The first step was engaging the team over at Liquid Web for more specifics on what they cover for us and when. With our server cluster we get their “enterprise level” support, which has been fantastic. In the past, they had jumped in when they noticed an issue on the server, above and beyond what’s outlined in their scope of support. After a few emails back and forth, I confirmed what I was looking for. They were monitoring a few things closer than I had realized, meaning that I could scale back my alerts and monitoring efforts a bit.

The second step was to rely a little more on our customer service team. We have coverage during business hours and 5 nights per week (Sunday – Thursday), which we are in the process of expanding as soon as a new team member is fully trained. They are well versed in the types of issues you can run into with PayPal in particular, so I decided to send them a twice-daily digest of any potential issues and put them in their hands to cover them. These are one-off problems, like a customer who may have paid twice, or a customer who may have paid but the payment wasn’t posted to our system. In theory, these should never happen. We’ll go months without an issue, and then they’ll happen all of the time for a while.

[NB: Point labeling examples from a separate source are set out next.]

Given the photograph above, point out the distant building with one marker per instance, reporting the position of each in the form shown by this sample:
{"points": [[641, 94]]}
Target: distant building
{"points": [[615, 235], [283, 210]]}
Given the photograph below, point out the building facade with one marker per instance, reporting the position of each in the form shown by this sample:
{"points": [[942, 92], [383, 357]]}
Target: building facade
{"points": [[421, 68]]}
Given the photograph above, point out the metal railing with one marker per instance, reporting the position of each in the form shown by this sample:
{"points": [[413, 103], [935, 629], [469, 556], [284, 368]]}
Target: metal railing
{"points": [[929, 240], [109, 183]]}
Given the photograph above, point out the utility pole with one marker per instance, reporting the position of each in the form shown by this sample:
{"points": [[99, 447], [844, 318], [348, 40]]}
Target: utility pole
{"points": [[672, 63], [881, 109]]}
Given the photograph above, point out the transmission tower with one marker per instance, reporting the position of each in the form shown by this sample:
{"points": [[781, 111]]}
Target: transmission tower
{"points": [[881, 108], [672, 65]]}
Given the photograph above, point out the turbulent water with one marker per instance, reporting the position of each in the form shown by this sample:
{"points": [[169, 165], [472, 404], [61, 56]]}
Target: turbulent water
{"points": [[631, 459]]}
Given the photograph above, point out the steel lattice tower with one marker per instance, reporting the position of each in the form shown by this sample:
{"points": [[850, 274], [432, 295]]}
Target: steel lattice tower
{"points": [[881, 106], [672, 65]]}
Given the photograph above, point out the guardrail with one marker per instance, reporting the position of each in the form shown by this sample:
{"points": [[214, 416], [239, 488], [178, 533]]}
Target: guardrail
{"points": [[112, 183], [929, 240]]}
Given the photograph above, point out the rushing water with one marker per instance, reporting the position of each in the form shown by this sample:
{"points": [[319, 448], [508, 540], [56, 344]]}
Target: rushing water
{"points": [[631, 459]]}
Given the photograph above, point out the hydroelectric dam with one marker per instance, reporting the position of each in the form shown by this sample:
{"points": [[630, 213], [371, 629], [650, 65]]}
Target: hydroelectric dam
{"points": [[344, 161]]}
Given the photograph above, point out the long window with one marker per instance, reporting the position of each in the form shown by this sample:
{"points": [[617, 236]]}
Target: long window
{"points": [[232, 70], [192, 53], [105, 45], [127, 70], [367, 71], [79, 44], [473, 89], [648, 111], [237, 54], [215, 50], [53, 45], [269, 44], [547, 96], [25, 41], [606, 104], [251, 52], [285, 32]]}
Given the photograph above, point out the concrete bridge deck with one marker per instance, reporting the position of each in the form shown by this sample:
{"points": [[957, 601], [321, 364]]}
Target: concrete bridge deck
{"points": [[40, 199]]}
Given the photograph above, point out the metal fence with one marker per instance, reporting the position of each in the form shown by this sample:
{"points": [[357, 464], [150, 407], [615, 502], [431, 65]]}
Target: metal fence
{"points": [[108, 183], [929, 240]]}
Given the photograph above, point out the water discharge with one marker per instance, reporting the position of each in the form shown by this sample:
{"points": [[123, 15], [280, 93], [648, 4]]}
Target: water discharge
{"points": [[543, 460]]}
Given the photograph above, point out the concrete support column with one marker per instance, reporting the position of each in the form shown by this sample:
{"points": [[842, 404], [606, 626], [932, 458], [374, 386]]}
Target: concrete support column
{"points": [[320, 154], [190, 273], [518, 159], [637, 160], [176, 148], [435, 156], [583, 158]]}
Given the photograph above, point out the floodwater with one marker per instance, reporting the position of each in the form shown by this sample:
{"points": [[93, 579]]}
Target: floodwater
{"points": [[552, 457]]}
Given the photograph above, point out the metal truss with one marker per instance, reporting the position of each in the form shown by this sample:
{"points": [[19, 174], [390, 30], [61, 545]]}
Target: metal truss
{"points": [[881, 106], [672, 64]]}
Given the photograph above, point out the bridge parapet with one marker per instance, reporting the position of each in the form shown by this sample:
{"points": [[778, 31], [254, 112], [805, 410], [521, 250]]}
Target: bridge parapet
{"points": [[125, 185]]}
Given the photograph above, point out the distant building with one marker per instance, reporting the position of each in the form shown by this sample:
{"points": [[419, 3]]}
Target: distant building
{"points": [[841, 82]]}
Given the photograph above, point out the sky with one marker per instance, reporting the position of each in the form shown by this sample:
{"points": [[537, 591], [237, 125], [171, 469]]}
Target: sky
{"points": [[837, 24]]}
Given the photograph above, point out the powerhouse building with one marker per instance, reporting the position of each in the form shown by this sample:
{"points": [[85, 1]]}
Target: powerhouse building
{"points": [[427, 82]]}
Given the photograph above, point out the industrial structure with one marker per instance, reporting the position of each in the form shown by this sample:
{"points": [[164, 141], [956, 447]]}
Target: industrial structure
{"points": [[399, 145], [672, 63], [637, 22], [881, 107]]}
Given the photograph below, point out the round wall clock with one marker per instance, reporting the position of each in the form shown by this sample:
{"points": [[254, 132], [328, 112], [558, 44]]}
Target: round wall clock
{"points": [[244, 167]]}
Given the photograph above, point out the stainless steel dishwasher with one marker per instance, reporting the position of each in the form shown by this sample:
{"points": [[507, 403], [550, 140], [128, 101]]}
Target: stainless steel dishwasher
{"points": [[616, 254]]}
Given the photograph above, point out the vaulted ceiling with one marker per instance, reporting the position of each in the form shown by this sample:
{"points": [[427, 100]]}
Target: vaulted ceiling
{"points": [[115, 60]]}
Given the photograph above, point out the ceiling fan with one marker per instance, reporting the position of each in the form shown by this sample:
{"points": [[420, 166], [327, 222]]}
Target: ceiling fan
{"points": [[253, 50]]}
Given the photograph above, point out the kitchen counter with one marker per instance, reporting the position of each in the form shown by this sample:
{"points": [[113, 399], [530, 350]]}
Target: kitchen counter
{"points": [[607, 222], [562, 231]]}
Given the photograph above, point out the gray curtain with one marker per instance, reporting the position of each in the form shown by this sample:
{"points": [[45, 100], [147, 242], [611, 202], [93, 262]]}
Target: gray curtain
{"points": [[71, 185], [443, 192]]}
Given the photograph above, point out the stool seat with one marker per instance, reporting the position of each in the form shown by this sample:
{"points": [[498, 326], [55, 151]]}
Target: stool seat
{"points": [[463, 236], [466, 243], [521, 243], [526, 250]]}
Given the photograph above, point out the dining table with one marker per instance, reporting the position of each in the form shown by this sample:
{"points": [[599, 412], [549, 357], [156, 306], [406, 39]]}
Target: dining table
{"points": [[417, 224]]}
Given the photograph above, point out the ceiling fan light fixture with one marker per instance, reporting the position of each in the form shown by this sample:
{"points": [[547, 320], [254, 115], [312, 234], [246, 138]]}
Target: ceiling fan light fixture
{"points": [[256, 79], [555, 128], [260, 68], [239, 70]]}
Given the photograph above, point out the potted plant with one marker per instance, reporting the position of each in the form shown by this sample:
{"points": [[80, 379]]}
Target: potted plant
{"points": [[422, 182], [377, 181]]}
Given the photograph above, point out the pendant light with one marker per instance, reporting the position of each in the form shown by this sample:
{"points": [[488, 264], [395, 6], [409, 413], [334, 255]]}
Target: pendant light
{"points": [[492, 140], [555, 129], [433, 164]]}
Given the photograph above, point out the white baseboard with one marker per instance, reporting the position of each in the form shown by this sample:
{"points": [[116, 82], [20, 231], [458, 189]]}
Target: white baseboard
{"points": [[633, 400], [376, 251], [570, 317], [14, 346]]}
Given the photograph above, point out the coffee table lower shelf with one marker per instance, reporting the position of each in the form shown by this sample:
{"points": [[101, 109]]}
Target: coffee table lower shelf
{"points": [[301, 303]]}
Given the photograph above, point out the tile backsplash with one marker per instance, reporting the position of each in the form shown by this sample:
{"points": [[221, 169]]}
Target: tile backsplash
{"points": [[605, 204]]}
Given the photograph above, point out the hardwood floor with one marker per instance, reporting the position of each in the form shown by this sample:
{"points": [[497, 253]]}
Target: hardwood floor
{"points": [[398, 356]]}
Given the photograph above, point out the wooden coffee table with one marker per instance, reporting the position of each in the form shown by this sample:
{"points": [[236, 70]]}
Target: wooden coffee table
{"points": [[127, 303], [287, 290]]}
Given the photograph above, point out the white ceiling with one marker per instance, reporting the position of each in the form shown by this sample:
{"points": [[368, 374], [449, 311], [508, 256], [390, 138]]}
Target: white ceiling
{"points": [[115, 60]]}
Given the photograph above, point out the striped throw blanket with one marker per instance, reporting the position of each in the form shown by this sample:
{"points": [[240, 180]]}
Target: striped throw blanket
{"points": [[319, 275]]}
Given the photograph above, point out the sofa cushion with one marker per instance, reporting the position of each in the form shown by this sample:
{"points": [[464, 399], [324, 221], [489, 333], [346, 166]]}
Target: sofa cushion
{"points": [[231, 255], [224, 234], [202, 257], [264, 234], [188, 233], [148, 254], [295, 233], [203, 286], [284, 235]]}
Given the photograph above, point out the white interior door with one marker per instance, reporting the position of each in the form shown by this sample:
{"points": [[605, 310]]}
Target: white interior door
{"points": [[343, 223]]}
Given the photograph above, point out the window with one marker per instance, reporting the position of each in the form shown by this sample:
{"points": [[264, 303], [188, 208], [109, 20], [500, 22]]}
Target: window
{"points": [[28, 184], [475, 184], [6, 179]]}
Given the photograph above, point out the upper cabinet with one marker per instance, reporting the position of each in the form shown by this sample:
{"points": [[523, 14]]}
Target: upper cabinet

Which leads me to the third and most difficult step: automating a few systems for which I was receiving alerts for but needed to manually intervene to resolve. The goal would instead be to have the system take action and for me to receive an email summarizing the action. I’d review that email the following business day. No notification would be sent to my phone unless a very specific criteria was met.

A good example, again, is PayPal. If you take a peek at the PayPal Status History you’ll see that they rarely go a few days without an issue. Previously, I’d get an alert on my phone and then monitor all payment attempts on our site until resolved. As these had increased exponentially, so had my frustration level. When I looked at the historical data though, I realized that almost all of these either didn’t affect us, or affected a few customers that could be resolved by our customer service team. In our history, only one issue absolutely required my intervention. Two others were very serious, but seemingly resolved within a few hours irrespective of us jumping in and starting a ticket. With that information, it was an easy decision to disable the phone notifications for PayPal’s emails and create my own custom email notification that alerts my phone only if a very specific set of criteria are met. Instead of a once-weekly interruption, I might get a once-yearly interruption.

The last part in all of this is taking a step back and realizing that these aren’t true emergencies. As I noted above, most will resolve themselves in a few hours without my intervention. Liquid Web will restart the server. PayPal will fix whatever is wrong. At the end of the day, having my phone go off at 3 AM just isn’t worth it anymore. I’ll figure it out in the morning. We’ll take care of any affected customers. Our business will survive.

It’s been a few weeks now since the entirety of this has been in place. Not to sound overly dramatic, but it has been life changing. I don’t feel that constant low-level stress that something might go wrong at any time. I’m able to leave the house for a few hours without having to arrange a contingency plan (which is either requesting that my business partner Mike cover for me, or taking my Surface Pro with me and hoping the hotspot on my phone works well enough). We very well may still need an on-call team at some point down the road, but this buys us some time on that decision and brought much more immediate relief.